Here is a specimen of how even generous men had been so perverted by the enchantment of Lord Byron’s genius, as to turn all the pathos and power of the strongest literature of that day against the persecuted, pure woman, and for the strong, wicked man.  These ‘Blackwood’ writers knew, by Byron’s own filthy, ghastly writings, which had gone sorely against their own moral stomachs, that he was foul to the bone.  They could see, in Moore’s ‘Memoirs’ right before them, how he had caught an innocent girl’s heart by sending a love-letter, and offer of marriage, at the end of a long friendly correspondence,—a letter that had been written to show to his libertine set, and sent on the toss-up of a copper, because he cared nothing for it one way or the other.

They admit that, having won this poor girl, he had been savage, brutal, drunken, cruel.  They had read the filthy taunts in ‘Don Juan,’ and the nameless abominations in the ‘Autobiography.’  They had admitted among themselves that his honour was lost; but still this abused, desecrated woman must reverence her brutal master’s memory, and not speak, even to defend the grave of her own kind father and mother.

That there was no lover of her youth, that the marriage-vow had been a hideous, shameless cheat, is on the face of Moore’s account; yet the ‘Blackwood’ does not see it nor feel it, and brings up against Lady Byron this touching story of a poor widow, who really had had a true lover once,—a lover maddened, imbruted, lost, through that very drunkenness in which the Noctes Club were always glorying.

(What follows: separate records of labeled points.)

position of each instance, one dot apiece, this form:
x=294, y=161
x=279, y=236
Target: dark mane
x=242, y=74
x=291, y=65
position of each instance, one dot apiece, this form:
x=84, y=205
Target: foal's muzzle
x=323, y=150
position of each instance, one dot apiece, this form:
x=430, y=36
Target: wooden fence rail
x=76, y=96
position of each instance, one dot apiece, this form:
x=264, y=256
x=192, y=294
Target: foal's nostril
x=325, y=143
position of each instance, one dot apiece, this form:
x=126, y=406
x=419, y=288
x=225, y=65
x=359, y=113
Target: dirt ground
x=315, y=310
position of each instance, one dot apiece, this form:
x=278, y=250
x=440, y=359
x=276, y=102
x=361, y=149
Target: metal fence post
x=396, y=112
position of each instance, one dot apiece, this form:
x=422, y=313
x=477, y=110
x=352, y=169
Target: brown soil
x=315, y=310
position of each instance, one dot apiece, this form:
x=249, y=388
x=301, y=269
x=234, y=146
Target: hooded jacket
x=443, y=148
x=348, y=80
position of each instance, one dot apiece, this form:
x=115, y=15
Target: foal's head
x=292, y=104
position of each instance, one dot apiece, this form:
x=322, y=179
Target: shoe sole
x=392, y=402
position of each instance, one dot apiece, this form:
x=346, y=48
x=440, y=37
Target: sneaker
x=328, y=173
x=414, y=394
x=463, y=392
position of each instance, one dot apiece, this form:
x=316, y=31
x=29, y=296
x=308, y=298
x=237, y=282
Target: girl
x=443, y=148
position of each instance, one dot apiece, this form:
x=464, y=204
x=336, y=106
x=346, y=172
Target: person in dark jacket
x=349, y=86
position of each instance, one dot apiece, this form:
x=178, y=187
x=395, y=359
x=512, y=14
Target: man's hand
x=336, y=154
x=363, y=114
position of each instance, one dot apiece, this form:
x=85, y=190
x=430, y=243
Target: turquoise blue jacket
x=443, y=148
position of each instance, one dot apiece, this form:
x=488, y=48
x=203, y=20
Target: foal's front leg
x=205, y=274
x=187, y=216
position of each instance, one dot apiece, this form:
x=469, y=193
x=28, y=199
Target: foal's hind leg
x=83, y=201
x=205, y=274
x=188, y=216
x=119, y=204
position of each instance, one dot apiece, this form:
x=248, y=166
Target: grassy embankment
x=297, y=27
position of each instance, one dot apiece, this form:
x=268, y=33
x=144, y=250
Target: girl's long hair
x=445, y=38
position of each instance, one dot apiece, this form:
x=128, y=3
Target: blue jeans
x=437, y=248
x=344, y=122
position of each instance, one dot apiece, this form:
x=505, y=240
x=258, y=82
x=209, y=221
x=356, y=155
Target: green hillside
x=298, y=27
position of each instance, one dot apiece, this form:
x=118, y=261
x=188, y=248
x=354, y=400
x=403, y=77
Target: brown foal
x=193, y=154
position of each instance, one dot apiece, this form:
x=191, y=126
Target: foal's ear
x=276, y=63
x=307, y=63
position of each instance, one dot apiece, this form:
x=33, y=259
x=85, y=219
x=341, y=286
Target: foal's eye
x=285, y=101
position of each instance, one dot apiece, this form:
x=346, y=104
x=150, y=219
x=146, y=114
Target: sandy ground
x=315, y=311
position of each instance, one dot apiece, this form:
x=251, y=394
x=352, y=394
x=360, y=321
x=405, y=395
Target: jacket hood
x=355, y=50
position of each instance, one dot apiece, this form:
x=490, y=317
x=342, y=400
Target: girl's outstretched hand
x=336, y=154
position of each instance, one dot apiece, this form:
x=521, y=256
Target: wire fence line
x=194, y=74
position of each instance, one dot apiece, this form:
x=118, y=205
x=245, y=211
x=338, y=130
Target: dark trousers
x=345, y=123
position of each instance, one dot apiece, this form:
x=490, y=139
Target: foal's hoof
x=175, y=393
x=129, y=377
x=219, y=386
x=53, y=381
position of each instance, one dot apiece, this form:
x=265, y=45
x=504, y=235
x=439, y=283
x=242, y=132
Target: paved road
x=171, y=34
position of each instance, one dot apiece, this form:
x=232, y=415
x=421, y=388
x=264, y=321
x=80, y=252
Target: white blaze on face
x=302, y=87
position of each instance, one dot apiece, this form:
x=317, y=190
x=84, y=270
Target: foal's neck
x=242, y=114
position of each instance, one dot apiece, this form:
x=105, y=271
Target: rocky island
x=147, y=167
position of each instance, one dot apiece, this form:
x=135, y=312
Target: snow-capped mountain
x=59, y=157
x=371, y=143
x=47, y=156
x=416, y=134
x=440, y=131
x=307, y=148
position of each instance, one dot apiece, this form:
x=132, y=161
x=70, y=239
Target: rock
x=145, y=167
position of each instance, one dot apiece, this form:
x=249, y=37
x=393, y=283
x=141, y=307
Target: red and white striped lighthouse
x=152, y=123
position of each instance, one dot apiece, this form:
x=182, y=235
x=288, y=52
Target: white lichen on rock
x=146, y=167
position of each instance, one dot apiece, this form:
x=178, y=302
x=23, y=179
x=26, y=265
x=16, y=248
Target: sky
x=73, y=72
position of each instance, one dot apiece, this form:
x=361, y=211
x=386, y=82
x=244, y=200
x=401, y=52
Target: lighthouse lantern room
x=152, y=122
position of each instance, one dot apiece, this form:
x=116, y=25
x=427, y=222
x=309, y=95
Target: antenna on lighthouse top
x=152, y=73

It is because of such transgressors as Byron, such supporters as Moore and the Noctes Club, that there are so many helpless, cowering, broken-hearted, abject women, given over to the animal love which they share alike with the poor dog,—the dog, who, beaten, kicked, starved, and cuffed, still lies by his drunken master with great anxious eyes of love and sorrow, and with sweet, brute forgiveness nestles upon his bosom, as he lies in his filth in the snowy ditch, to keep the warmth of life in him.  Great is the mystery of this fidelity in the poor, loving brute,—most mournful and most sacred

But, oh that a noble man should have no higher ideal of the love of a high-souled, heroic woman!  Oh that men should teach women that they owe no higher duties, and are capable of no higher tenderness, than this loving, unquestioning animal fidelity!  The dog is ever-loving, ever-forgiving, because God has given him no high range of moral faculties, no sense of justice, no consequent horror at impurity and vileness.